Privacy Policy — SeldonFrame

1. Introduction

SeldonFrame ("we," "our," "us") is a business identity operating system that helps service professionals manage their business. This includes CRM, booking, email, landing pages, and payment features — all connected through a single business identity layer called the "soul." This Privacy Policy explains how we collect, use, and protect your information when you use SeldonFrame at app.seldonframe.com.

2. What We Collect

• Account information: name, email address (collected during signup via Google OAuth or magic link email)
• Business information: business name, service types, pipeline stages, voice preferences, branding — all provided voluntarily during the soul wizard onboarding
• Client/contact data: names, emails, phone numbers, notes, and booking history that YOU add to your CRM
• Usage data: pages visited, features used, blocks installed (for improving the product)
• Payment information: processed by Stripe — we never store credit card numbers

3. How We Use Your Data

• To provide and personalize the SeldonFrame service
• To configure your business identity (soul) so all blocks adapt to your business
• To process bookings, send emails, and manage contacts on your behalf
• To improve the product based on usage patterns
• We do NOT sell your data to third parties
• We do NOT use your business or client data to train AI models

4. Google OAuth

When you sign in with Google, we receive your name and email address from your Google account. We do not access your Google contacts, calendar, drive, or any other Google services unless you explicitly connect them in Settings. We use Google OAuth solely for authentication.

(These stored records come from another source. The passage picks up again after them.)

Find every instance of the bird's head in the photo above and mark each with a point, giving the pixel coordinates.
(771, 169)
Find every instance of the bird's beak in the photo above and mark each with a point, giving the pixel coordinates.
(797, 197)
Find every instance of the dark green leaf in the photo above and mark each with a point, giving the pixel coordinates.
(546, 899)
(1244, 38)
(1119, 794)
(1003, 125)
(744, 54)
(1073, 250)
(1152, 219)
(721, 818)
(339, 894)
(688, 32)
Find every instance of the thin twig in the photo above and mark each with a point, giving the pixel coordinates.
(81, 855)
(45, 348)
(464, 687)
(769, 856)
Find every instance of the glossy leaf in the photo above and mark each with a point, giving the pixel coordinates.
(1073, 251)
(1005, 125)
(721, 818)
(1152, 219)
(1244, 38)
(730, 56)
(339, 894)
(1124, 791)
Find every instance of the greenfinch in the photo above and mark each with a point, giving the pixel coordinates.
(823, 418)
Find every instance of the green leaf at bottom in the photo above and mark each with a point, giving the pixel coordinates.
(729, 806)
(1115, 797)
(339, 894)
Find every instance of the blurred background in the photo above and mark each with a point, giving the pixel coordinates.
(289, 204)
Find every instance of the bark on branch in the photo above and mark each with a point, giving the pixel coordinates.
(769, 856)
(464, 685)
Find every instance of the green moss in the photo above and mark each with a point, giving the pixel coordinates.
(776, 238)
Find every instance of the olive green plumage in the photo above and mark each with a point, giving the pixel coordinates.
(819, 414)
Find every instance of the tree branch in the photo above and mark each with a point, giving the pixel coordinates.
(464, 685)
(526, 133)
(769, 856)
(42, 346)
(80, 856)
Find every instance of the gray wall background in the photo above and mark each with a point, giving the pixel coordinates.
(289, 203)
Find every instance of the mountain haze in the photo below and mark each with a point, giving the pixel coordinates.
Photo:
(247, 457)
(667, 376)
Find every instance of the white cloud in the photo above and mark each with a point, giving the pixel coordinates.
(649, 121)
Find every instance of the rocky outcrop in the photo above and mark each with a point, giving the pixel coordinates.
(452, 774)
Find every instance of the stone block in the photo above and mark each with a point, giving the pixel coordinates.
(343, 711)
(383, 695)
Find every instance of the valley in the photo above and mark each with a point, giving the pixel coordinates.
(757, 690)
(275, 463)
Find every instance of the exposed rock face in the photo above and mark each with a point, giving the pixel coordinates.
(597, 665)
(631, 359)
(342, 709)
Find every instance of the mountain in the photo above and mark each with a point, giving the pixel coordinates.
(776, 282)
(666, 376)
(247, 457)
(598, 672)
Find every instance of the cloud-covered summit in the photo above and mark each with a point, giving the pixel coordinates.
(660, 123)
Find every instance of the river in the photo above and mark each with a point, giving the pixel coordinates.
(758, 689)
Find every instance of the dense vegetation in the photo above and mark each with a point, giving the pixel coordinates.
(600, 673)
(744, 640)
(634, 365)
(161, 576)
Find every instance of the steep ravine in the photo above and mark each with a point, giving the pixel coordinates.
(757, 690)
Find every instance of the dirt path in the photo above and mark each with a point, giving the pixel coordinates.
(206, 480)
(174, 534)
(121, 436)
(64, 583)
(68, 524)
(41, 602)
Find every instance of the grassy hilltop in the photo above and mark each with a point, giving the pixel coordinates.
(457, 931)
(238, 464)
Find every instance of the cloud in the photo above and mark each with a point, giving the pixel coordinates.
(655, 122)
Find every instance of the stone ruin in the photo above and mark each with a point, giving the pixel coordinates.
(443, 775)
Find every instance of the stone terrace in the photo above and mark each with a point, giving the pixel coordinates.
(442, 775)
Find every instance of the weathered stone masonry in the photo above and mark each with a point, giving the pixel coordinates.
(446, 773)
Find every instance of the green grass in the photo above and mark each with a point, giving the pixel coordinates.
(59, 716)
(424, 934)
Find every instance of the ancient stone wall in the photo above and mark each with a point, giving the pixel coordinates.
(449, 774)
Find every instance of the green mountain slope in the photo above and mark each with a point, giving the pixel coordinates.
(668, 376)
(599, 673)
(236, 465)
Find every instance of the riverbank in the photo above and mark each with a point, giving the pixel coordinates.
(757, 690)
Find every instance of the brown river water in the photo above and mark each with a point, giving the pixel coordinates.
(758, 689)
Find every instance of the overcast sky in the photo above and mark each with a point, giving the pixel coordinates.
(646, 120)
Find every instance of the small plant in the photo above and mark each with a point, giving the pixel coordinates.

5. Data Storage and Security

• Data is stored on servers in the United States (Vercel, Neon PostgreSQL)
• All data is encrypted in transit (HTTPS/TLS)
• Sensitive credentials (API keys, integration tokens) are encrypted at rest
• We use industry-standard security practices

6. Your Rights

• You can export your data at any time
• You can delete your account and all associated data by contacting us
• You can disconnect Google OAuth at any time
• For self-hosted users: your data never leaves your own infrastructure

7. Third-Party Services

SeldonFrame integrates with third-party services only when you explicitly connect them:

• Stripe (payments)
• Resend (email delivery)
• Google Calendar (scheduling, optional)
• Twilio (SMS, optional)

We only share the minimum data necessary for each integration to function.

8. SMS / Text Messaging & Mobile Information

When you opt in to text messaging — by submitting a form, checking a consent box, or texting us — you agree to receive recurring automated messages at the mobile number you provide. We collect your mobile phone number and messaging consent so we (or the business operating on SeldonFrame) can send you SMS such as booking confirmations, appointment reminders, missed-call follow-ups, and review requests.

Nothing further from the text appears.